This step may include multiple sub-steps.
The following is a list of the cleaning process. Those with ✅ are implemented in this notebook.

- Ensure we use text data ✅
- Remove documents with no data ✅
- Convert text to lowercase ✅
- Remove documents that are too short or too long
- Unify or apply transformations to the vocabulary using a dictionary (e.g. convert "AI" to "Artificial Intelligence)
- Remove stopwords
  - English stopwords ✅
  - Custom stopwords (words we do not want to see in the results)
  - Field specific stopwords (frequent obvious word for a given dataset)
- Remove numbers
- Remove symbols and punctuation
- Stemming or lemmatization

In [83]:
# Ensure all data in this columns is text
text_columns = es['text_columns']
for i in range(0, len(text_columns)):
  df[text_columns[i]] = df[text_columns[i]].astype(str)

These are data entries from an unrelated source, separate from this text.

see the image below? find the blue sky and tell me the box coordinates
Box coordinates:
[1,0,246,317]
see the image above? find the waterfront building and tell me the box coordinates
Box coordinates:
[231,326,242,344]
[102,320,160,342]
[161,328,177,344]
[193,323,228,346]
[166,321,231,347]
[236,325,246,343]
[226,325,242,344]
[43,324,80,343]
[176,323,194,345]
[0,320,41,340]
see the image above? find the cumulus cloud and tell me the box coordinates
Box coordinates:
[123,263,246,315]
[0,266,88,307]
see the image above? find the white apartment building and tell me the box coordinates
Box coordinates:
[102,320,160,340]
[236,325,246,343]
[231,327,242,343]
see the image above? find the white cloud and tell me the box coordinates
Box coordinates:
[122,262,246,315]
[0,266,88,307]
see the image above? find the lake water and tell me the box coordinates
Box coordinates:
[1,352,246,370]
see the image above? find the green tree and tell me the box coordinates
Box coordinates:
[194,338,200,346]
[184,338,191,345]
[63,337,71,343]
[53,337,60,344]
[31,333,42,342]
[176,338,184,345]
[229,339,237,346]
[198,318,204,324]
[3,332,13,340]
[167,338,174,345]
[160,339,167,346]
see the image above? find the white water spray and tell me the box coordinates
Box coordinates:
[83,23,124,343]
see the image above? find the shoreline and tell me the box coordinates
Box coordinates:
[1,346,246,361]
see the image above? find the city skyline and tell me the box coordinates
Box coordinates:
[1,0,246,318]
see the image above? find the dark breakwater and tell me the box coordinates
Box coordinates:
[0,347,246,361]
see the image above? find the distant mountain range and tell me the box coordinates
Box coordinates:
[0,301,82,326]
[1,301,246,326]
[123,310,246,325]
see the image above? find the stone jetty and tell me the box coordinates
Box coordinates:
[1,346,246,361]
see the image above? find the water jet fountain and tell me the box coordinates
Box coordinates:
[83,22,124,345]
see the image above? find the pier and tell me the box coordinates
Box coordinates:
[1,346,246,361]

# Create a new column named `text` which is the concatenation of all the columns listed in `text_columns`
df['text'] = df[text_columns].apply(" ".join, axis=1)

In [84]:
import re

# Remove numbers and symbols from the text column
df['text'] = df['text'].apply(lambda x: re.sub(r'[^a-zA-Z\s]', '', str(x)))
df['text'] = df['text'].str.replace('nan ', '').str.strip()
print(df['text'][1])
print(df['text'][1][0:2])
len(df['text'][1])




Design of Interactive Teaching System of Physical Training Based on Artificial Intelligence Nowadays with the continuous change and innovation of teaching methods in Colleges and universities the curriculum system of students is also constantly enriched and developed Therefore peoples requirements for teaching management and teaching system are also improving Physical education curriculum is usually based on outdoor teaching and some schools have not established a complete teaching system Therefore the interactive teaching system of physical training based on artificial intelligence is designed First of all through the construction of the interactive teaching system of the total control circuit determine the corresponding circuit address decoding improve the audio control circuit associated video connection interactive drive three parts the intelligent sports training interactive system hardware design Then through the creation of intelligent training function module the design of trai

1423

In [85]:
# Convert to lowercase and remove English stopwords from `text` columns
if es['to_lowercase']:
  df.text = df.text.str.lower()
if es['remove_stopwords']:
  df.text = df.text.apply(lambda row: remove_stopwords(row), 1)

In [86]:
# Copy a backup of the object
df_full = df.copy()

In [87]:
# Retain only the data needed for the topic model
df = df[["text", es['id_column']]]
df = df.dropna()
df.head()

Unnamed: 0,text,UT
0,Artificial Intelligence and Filipino Academic ...,WOS:001153914800001
1,Design of Interactive Teaching System of Physi...,WOS:000821701500002
2,Artificial intelligence and academic integrity...,WOS:001327261700001
3,A review on digitalization trends in patent in...,WOS:000788120900001
4,The strategic use of artificial intelligence i...,WOS:000618806300006




---



## PART 1: Embeddings

`BERTopic()` is the main function.
- [Oficial documentation](https://maartengr.github.io/BERTopic/algorithm/algorithm.html)
- [Quick overview](https://maartengr.github.io/BERTopic/index.html)
- [Explanation of parameters](https://maartengr.github.io/BERTopic/api/bertopic.html#bertopic._bertopic.BERTopic.__init__)

In [88]:
sentence_model = SentenceTransformer(es['transformer_model'])

In [89]:
# Whe the tqdm progress bar dont show and throw error
#!jupyter nbextension enable --py widgetsnbextension

In [90]:
# Compute and save embeddings.
df_new = df.reset_index(drop=True).copy()
docs = df_new.text.to_list()
embeddings = sentence_model.encode(docs, show_progress_bar=True)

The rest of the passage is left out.